The Natural History Museum (NHM) is a program of Not An Alternative, a non-profit organization and collective that works at the interaction of art, activism, cultural organizing, and critical theory.
Since launching in 2014, NHM has grown into an institution in its own right, leveraging the power of history, museums, monuments, and movements to change narratives, build alliances, educate the public and drive civic engagement in support of community-led movements for climate and environmental justice.
NHM strategies include developing award-winning films, exhibitions, and public cultural events; publishing; coalition-building, and advocacy. This artist statement situates NHM’s work within its broader art/activism practice.
Not An Alternative (est. 2004) is a collective and non-profit that works at the intersection of art, activism, and critical theory. We have a mission to affect popular understandings of histories, symbols, and institutions. Not An Alternative’s work has been exhibited in museums around the world, including Guggenheim, PS1/MOMA, Smithsonian National Museum of the American Indian, Queens Museum, Brooklyn Museum, Tate Modern, Victoria & Albert Museum, and Museo del Arte Moderno, and was cited in The New York Times and ArtNet’s “Best in Art in 2015” round-ups.
Our latest, ongoing project is The Natural History Museum (NHM, 2014—), a traveling, pop-up museum that highlights the socio-political forces that shape nature. The museum inquires into what we see, how we see, and what remains excluded from our seeing. Working with artists, activists, Native Nations, scientists, and museum professionals, NHM organizes exhibitions inside museums that interpret environmental history according to new coordinates–connecting local threats and movements to protect the environment, public health, and local cultures to the history of museums, the legacy of colonialism, and to ongoing concerns about cultural and environmental heritage. Our aim is to unleash the power of museums, motivating them to act not as shrines to a civilization in decline, but as agents of change.
NHM brings together Indigenous leaders, environmental organizers, scientists and scholars in the hopes of building a community of practice around a natural history for the future. This future is aligned with movements for climate and environmental justice, informed by a non-dominating and non-exploitative relation to the land, and guided by an obligation to generations past, present and future.

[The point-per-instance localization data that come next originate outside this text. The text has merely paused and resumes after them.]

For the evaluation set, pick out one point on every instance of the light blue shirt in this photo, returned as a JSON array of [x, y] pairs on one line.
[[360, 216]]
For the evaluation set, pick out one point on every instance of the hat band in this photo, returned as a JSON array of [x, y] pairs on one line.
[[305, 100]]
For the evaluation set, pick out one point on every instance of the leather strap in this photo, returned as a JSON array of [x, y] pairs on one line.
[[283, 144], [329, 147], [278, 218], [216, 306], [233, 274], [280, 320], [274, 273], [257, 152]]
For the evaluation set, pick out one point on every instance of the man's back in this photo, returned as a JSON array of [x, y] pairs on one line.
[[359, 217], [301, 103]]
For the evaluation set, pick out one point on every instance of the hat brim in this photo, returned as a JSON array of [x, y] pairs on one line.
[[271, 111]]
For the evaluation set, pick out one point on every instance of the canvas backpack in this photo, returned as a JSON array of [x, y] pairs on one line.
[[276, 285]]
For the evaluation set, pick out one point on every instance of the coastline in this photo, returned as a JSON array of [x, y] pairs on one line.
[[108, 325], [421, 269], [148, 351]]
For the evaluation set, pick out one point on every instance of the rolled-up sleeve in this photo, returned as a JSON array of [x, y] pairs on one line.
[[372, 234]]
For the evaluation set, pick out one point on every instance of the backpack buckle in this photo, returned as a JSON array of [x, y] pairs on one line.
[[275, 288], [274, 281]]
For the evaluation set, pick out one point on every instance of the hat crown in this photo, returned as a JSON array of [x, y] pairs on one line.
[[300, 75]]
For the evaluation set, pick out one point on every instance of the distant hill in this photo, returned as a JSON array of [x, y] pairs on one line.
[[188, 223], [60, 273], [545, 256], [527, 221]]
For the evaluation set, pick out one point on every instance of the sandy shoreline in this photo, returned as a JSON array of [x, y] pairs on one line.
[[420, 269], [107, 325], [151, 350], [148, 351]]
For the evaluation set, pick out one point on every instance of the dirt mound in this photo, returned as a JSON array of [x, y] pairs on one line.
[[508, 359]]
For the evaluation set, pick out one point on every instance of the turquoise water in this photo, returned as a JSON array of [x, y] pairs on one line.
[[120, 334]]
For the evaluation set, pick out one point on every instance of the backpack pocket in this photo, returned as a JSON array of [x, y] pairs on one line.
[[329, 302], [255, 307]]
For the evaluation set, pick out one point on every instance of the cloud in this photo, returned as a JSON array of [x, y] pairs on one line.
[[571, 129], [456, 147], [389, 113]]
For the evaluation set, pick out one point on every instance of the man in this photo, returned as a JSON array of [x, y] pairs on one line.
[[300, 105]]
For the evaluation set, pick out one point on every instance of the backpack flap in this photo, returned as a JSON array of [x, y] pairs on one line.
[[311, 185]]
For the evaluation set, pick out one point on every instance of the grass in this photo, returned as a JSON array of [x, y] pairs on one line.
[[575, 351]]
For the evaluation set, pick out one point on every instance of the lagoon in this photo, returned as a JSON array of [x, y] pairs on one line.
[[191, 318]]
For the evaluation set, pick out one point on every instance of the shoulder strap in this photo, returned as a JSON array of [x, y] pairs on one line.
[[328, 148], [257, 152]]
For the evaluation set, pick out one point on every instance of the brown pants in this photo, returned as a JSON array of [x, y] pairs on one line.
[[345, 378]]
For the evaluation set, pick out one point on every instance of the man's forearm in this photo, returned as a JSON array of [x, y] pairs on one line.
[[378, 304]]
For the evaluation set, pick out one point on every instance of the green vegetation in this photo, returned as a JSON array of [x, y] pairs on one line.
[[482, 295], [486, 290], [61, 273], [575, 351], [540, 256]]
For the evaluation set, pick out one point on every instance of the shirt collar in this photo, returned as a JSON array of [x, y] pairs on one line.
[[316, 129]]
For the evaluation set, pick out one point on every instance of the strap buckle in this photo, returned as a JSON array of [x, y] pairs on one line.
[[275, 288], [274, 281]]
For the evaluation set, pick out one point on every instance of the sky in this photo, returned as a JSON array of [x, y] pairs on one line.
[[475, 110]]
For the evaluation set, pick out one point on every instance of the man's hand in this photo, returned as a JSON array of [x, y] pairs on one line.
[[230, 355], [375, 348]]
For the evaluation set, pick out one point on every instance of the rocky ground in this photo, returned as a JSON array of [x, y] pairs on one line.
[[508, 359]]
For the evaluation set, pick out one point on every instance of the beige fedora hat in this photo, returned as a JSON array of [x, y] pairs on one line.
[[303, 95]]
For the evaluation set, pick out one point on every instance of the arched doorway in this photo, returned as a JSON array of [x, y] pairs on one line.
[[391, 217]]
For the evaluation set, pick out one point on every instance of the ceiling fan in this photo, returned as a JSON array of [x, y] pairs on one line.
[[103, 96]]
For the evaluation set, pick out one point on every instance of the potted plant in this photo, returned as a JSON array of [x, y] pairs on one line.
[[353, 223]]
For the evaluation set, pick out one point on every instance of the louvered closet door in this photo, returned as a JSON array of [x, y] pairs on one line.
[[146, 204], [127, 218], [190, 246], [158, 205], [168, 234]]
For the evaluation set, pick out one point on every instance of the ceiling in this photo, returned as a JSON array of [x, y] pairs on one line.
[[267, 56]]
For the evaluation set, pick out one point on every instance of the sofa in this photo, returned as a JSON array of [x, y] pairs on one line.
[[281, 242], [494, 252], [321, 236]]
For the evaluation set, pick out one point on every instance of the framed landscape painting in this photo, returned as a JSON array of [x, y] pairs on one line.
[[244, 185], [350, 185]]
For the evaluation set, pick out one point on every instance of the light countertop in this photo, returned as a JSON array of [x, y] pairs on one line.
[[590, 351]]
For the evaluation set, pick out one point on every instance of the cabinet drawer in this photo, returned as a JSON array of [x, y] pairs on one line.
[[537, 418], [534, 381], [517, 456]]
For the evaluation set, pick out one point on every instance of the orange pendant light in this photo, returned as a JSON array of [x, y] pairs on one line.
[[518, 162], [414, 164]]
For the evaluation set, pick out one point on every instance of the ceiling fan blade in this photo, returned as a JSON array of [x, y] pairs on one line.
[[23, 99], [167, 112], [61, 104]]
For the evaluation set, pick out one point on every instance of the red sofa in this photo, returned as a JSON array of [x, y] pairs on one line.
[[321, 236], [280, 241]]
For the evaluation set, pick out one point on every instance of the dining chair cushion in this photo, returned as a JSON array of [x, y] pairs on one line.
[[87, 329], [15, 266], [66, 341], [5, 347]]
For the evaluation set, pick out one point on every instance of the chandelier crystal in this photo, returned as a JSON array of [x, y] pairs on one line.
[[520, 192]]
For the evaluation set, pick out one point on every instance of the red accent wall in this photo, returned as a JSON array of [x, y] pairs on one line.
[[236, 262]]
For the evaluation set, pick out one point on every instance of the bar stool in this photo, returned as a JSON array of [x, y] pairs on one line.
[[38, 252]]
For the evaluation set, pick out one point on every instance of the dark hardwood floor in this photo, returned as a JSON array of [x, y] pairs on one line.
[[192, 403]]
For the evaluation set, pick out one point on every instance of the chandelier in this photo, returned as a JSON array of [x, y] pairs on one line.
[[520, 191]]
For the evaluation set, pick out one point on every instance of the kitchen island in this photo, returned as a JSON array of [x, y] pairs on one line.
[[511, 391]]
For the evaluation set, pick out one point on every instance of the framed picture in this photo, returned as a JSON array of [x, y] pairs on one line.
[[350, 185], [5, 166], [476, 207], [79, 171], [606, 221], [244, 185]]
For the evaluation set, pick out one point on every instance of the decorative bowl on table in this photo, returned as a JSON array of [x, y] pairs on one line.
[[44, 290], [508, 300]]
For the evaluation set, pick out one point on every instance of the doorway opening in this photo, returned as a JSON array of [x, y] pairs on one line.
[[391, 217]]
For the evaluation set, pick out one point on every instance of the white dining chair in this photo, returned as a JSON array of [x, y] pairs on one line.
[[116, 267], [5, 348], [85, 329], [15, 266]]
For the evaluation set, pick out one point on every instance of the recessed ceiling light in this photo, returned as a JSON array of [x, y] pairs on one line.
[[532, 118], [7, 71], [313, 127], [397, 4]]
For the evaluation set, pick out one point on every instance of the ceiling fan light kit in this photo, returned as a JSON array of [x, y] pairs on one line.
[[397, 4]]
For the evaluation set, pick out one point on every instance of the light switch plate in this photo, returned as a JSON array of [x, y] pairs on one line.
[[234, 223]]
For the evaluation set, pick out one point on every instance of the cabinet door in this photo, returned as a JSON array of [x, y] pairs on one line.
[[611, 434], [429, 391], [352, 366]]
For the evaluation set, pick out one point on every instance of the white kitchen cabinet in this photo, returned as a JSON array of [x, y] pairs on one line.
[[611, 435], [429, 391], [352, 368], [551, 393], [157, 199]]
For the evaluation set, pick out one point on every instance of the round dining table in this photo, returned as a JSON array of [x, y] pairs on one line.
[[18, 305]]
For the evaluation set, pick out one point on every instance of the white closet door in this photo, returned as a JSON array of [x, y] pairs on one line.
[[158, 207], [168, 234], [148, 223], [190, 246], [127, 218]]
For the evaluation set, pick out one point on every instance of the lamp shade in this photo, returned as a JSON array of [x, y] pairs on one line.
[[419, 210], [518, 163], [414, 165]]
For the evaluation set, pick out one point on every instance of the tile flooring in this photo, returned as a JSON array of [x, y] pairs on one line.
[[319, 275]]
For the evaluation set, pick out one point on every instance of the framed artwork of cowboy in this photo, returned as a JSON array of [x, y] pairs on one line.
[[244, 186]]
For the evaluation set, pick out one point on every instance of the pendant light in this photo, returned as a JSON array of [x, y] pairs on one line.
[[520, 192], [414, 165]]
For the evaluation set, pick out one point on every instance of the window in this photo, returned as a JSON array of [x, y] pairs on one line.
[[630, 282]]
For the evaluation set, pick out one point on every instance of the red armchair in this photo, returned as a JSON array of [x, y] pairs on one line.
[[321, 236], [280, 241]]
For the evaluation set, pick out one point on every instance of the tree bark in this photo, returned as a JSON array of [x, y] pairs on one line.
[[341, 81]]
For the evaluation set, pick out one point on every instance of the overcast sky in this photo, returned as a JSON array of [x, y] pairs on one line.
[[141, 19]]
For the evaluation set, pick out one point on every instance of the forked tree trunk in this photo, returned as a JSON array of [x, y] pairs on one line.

Our practice reckons with the extractive history of natural history–the discipline’s participation in colonial processes of dispossession and nation-building, with an aim of uplifting a countervailing practice of natural history: one that relates to the natural world as a system of reciprocal relations between humans and non-humans, the elements and the land, and which recognizes the museum not as a keeper of the dead but as a custodian of the life that runs through everything—inside, under, and beyond the museum.